Martin Luther King supported the Jews, and said that anti-Zionism was in fact anti-semitism.

har


"Arabs and Jews?"

13.04.2004 14:35

At the time the mandate came into effect 1922, the population of Palestine consisted of approximately 638,000 Muslims, 93,400 Jews and 81,400 Christians. To say that this region consisted of "Arabs and Jews" isn't wholly true.

You don't also seem to be disputing much of what Gandhi has said, thus perhaps claiming him to be right. You only pick up on the violence issue. If you are saying that Israel was merely retaliating to Palestinian terror, surely you must understand that Palestinians were merely retaliating against Israeli occupation of their land...

Matt


reply

13.04.2004 17:56

I am not disputing the alleged statements and opinions of Ghandi because I know nothing about Ghandi and so am not in a position to discuss is opinions on Palestine.

I don't know the statistics for the number of Jews etc, but in 1854 Karl Marx, who was very anti-Jewish, said that Jerusalem had 15,500 inhabitants, including 8,000 Jews and 4,000 Moslems (Arabs, Turks and Moors). This was confirmed by all others there. So even half a century before Zionism Jews were the majority in Jerusalem, although I don't know about Palestine as a whole.
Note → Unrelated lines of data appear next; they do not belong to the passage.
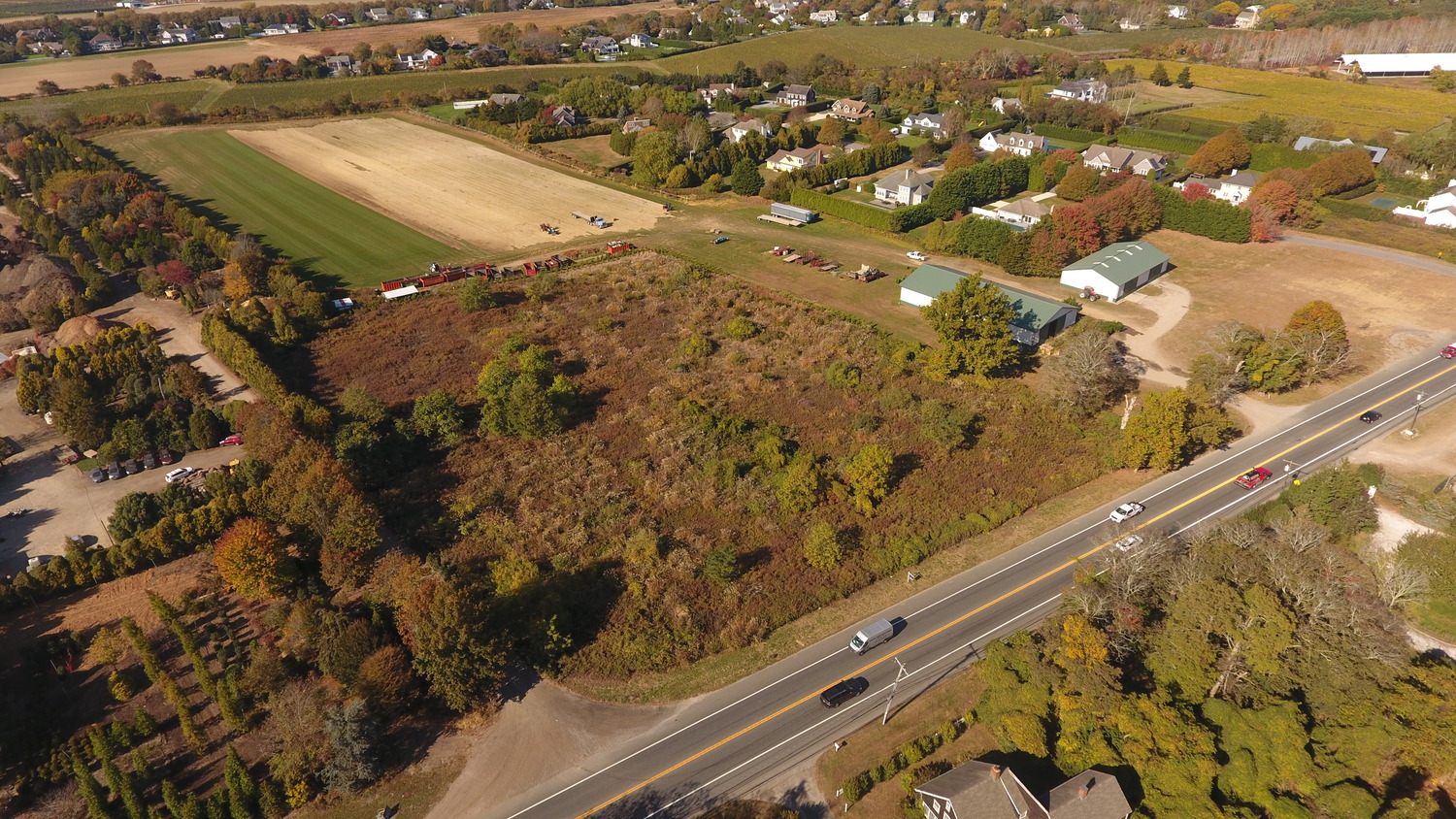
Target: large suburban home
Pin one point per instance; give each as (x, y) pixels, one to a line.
(794, 96)
(105, 43)
(1022, 213)
(600, 46)
(1085, 90)
(715, 90)
(993, 792)
(850, 110)
(739, 130)
(797, 159)
(1019, 145)
(932, 124)
(1234, 189)
(1315, 145)
(1112, 159)
(178, 35)
(905, 188)
(1248, 17)
(1115, 270)
(1037, 320)
(1438, 212)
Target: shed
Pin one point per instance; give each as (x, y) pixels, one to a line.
(1117, 270)
(1037, 316)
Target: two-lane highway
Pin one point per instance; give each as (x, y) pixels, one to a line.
(731, 742)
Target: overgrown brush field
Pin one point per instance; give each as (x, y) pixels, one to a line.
(1369, 107)
(708, 451)
(867, 47)
(320, 230)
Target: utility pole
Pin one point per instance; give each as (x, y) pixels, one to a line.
(900, 675)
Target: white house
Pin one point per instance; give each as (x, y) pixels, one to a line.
(925, 122)
(739, 130)
(797, 159)
(1438, 212)
(1085, 90)
(1117, 270)
(1111, 159)
(905, 188)
(1019, 145)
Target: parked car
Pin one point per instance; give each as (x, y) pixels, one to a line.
(1252, 477)
(1126, 510)
(844, 691)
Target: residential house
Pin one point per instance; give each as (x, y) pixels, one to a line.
(1019, 145)
(1234, 189)
(1037, 320)
(1117, 270)
(105, 43)
(795, 96)
(1005, 107)
(178, 37)
(932, 124)
(1085, 90)
(797, 159)
(1022, 213)
(600, 46)
(1248, 17)
(715, 90)
(1313, 145)
(564, 115)
(486, 54)
(1112, 159)
(1436, 212)
(850, 110)
(905, 188)
(340, 66)
(993, 792)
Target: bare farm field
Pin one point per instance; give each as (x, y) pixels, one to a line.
(454, 189)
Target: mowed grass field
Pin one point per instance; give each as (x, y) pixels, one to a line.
(868, 47)
(338, 241)
(1369, 107)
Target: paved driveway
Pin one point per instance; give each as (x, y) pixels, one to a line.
(63, 501)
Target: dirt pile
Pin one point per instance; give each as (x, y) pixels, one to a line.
(32, 287)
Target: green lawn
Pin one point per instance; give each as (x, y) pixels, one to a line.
(335, 239)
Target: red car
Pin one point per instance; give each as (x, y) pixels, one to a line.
(1252, 477)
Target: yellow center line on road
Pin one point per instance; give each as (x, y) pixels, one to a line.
(983, 606)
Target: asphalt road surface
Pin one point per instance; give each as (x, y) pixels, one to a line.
(733, 740)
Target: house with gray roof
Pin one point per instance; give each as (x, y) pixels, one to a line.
(1117, 270)
(1037, 316)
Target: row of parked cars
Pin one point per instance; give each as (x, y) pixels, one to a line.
(118, 470)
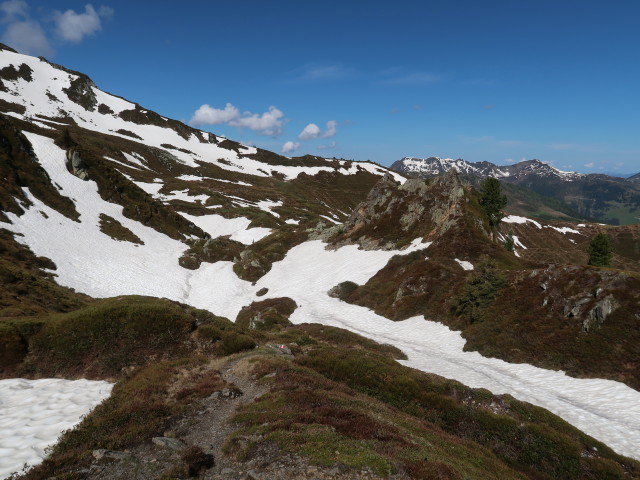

Most of the Palestinians were immigrants as there was extensive immigration from the Arab world. Why are these people not referred to as stealing the land or their jobs or whatever? Even when Jewish immigration was massively restricted, Arab immigration was allowed. It seems its only Jews the Arabs didn't like.

Was that census before or after the vast majority of Palestine was chopped off and made into transjordan? When the state of Israel was created, every single place the Israelis got was majority Jews.

Jews didn't take any land, they bought it all legally. The PLO was formed in 1965, and Israel wasn't occupying anything. Its goal was to liberate Palestine by liquidating the Zionist presence (killing the Jews).

The goal of the Palestinian terrorists is and always has been genocide of the Jews. All throughout the Oslo period Arafat and his chums openly said (in Arabic only) that it was a trojan horse and they were in jihad against Israel, would kill the Jews, etc.

har


Reply

13.04.2004 22:20

To your comment about Oslo accords and Arafat's comments - Wikipedia encyclopedia makes it clear what actually happened -

"In letters exchanged between Arafat and Rabin in conjunction with the 1993 Oslo Accords, Arafat agreed that those clauses would be removed. On 26 April, 1996, the Palestine National Council voted to nullify or amend all such clauses, and called for a new text to be produced. A letter from Arafat to US President Clinton in 1998 listed the clauses concerned, and a meeting of the Palestine Central Committee approved that list. A public meeting of PLO, PNC and PCC members also confirmed the letter in Clinton's presence."

As for population, although I rarely criticise Marx's words, in fact many have stated that in 1880, Arab Palestinians constituted about 95% of the total population (450,000). A few Zionist immigrants had already started arriving in this area before 1897 (when the World Zionist Org. was set up). By 1903 there were some 25,000 of them, mostly from Eastern Europe. They lived alongside about half a million Arab residents.

"Jews didn't take any land, they bought it all legally"

When Britian withdrew from Palestine in 1947-48, Jewish forces seized areas alloted to the Jewish state but also conquered substantial territories allocated for the Palestinian one. I neednt go into the land grab of the 1967 war. This isn't buying legally...

"The goal of the Palestinian terrorists is and always has been genocide of the Jews."

Wasn't it the goal of Zionists to remove all Palestinians from the regions it wanted?

Matt


..

14.04.2004 10:37

The Zionists always made peace offers and since around the time of WW1 were increasingly concerned about getting peaceful relations with the Palestinians/Arabs. After 1967 Israel offered the whole lot back in return for peace. In return for a false peace with Egypt, Israel gave back territory larger than Israel itself. The PA did not follow its proper procedure when it claimed to remove those clauses, so they are still in effect. In Arabic they still talk about jihad against Israel and their schoolbooks show all of Palestine (including Israel) belonging to them.